We secured funding with an idea and then spent five months developing the Blinkist app before we put it into the market. In those five months, we weren’t learning as much as we could have. Looking back, I think that the real MVP for Blinkist would have been a newsletter. This would have been a simple, subscription-based email list where people receive one book-in-blinks per day or week.
Then we would have been able to learn things like: What people are interested in our concept? How much are they willing to pay? What formats do they like? How do we reach them? Today, whenever I’m building something, I always take two steps back and ask if there’s an easier way to do it.
On a related note, if I were back in 2012 and setting up the newsletter MVP, I would have made tracking a priority from day one. Data needs to be a first thought, not an afterthought. It’s invaluable to start with a data-driven, “build-measure-learn” mindset from the get-go.
Data needs to be a first thought, not an afterthought.
3. Don’t raise money before you understand venture capital.
Funding is great, but before you jump into venture capital, make sure you understand what you’re getting yourself into. Once you’re in the VC world and you close a round of funding, the clock starts ticking.

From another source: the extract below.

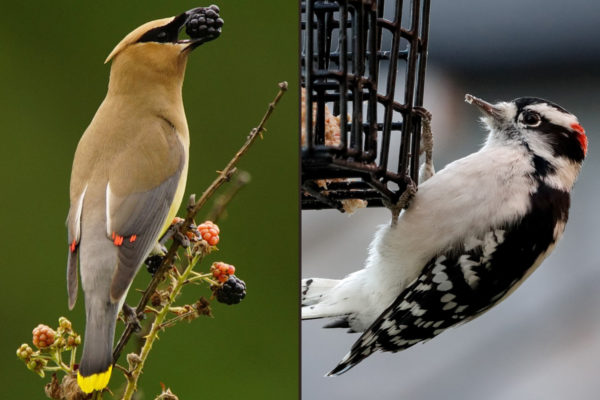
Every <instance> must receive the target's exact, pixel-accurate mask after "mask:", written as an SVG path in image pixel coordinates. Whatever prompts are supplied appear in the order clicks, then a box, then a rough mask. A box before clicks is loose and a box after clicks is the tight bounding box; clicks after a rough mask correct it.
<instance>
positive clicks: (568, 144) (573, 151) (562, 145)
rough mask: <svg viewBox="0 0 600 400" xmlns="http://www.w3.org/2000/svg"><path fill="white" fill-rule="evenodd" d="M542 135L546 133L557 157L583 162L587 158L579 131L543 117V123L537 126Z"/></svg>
mask: <svg viewBox="0 0 600 400" xmlns="http://www.w3.org/2000/svg"><path fill="white" fill-rule="evenodd" d="M536 130H538V131H540V132H541V134H542V135H546V136H547V139H548V142H549V143H550V144H551V146H552V153H553V155H554V156H556V157H566V158H568V159H570V160H573V161H575V162H578V163H580V162H582V161H583V159H584V158H585V154H584V152H583V149H582V148H581V143H580V142H579V140H578V139H577V133H576V132H573V131H571V130H570V129H568V128H565V127H563V126H560V125H555V124H553V123H551V122H549V121H548V120H546V119H544V118H543V117H542V123H541V124H540V126H538V127H537V128H536Z"/></svg>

So, you should start hiring people and spending more money, because investors expect you to grow aggressively and move fast -- after all, that's why you've raised funds. From day one, you have to have the next funding round in mind, which usually comes sooner than you think.
Experts say you should raise enough money to last for 18 months, but it’s difficult to raise that much in the early phases, so you'll typically find yourself fund-raising for 12 months. This doesn’t mean you have 12 months to sit back and work on your product. It can take up to six months to raise money; and that means six months to build, measure and learn enough to be able to tell a new story and start raising funds again after six months.

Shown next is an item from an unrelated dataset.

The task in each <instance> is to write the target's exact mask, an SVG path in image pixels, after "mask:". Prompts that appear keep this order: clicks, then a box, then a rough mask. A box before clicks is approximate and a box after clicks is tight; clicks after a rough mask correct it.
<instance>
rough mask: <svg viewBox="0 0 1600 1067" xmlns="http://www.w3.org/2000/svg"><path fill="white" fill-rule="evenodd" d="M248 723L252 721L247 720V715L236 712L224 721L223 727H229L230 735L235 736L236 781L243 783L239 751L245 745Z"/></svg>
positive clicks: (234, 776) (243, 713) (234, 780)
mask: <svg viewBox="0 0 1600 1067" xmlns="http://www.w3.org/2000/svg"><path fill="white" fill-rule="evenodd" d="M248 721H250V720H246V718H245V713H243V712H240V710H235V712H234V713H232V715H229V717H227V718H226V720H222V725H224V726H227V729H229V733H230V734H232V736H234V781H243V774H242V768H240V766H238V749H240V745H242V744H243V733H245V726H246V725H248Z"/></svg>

Getting this six-month period right -- i.e,. knowing what to spend your money on and what to focus on and having the guts to take a step back and buy more time by lowering costs at the right time -- is quite challenging.
If I could do it again, I would bootstrap a little bit more at the beginning. Set up that mailing list, learn about the market and work on building the product before going all-in with VCs.
4. Be conscious about values and culture.
When we started Blinkist, we didn't think too much about how we wanted to structure our organization or what kind of culture we wanted to promote. We just wanted to get started.
We ran things as though we had experienced them in our previous corporate and consulting jobs and ended up with a classic command-and-control structure with different leadership approaches. This felt a little chaotic.
A company culture started to appear, but it was haphazard. As founders, we didn’t align on what values we wanted; and, as a result, we had difficulty aligning on decisions because we didn’t have a common understanding to guide us. I’m glad we realized this early enough and managed to smoothly adopt a light version of Holacracy in 2014 that helped us transform our company’s organization and align along a culture of transparency and self-organization.
As we all know, hindsight is 20/20. Looking back, I certainly see things that I would have done differently. Having said that, I know that sometimes a bad decision is better than no decision. Trying and failing is the best way to learn.